Un país, Tomania, pierde la Primera Guerra Mundial y un soldado pierde el sentido viejo, pero gana uno nuevo, transformándose en un hombre que será capaz de comprender el mundo donde vive y proponer otra realidad que no sea la de las armas. El soldado, devenido barbero judío, vuelve al gueto donde antes vivía, pero ahora recibe el asedio de las tropas de asalto, azuzadas por el dictador Adenoid Hynkel (Hitler). El odio recorre toda la realidad de la postguerra y se encarniza contra personas inocentes. El miedo se impone a la razón y las masas dejan de participar. Es la era del dictador, de esa maquinaria que, en el reino de la inconciencia, pone a los demás a trabajar en pos de una idea irracionalista, bélica, inhumana. Para el barbero judío, personaje muy parecido al Charlot de otros filmes, solo hay un camino: la muerte, el exterminio. Su raza, la fatalidad del tiempo, los condenan a él y a los suyos al campo de concentración. Pero la chispa de la razón no está del todo adormecida y, como dice el discurso final, el reino de Dios mora entre nosotros, ese que nos habla de los derechos, de la paz y del acceso a una vida digna y a un espacio en común.
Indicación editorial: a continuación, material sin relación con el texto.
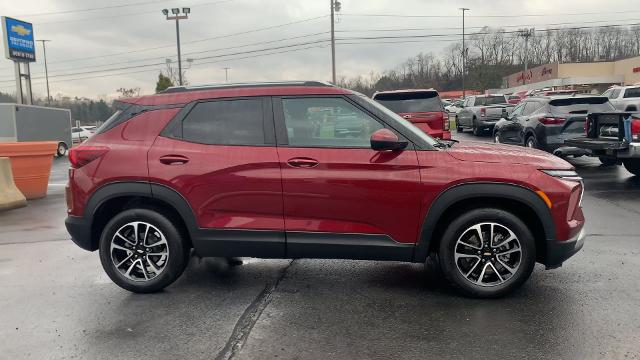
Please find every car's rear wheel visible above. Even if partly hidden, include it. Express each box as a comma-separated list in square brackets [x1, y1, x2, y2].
[623, 159, 640, 176]
[471, 118, 482, 136]
[439, 208, 536, 298]
[56, 142, 68, 157]
[524, 135, 538, 149]
[99, 209, 189, 293]
[598, 156, 618, 166]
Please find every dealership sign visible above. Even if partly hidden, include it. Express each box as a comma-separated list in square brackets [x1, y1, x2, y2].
[503, 63, 558, 87]
[2, 16, 36, 62]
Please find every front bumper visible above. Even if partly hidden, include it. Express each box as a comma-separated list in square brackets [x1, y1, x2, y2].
[64, 215, 98, 251]
[544, 229, 586, 269]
El gran dictador está plagado de grandes mensajes en todas sus metáforas. En los inicios de la cinta, el soldado, aun dentro de su viejo sentido, avanza en medio de una neblina y termina poniéndose del lado de sus enemigos. ¿Será que el significado de la guerra es tan banal que coloca en crisis a hombres inocentes, que nada tienen los unos contra los otros? En una escena similarmente absurda, un grupo de artilleros no logran disparar un inmenso cañón que se les rebela. ¿Quizás como la maquinaria de la película Tiempos modernos, que engulle al hombre y lo coloca en una situación subordinada? En todo momento, Chaplin parece interpelarnos acerca de lo que tenemos conceptualmente como humano, correcto y civilizado, y nos plantea la necesidad de, mediante la sonrisa, cuestionar si vivimos en una conciencia real del mundo o en una adormecida.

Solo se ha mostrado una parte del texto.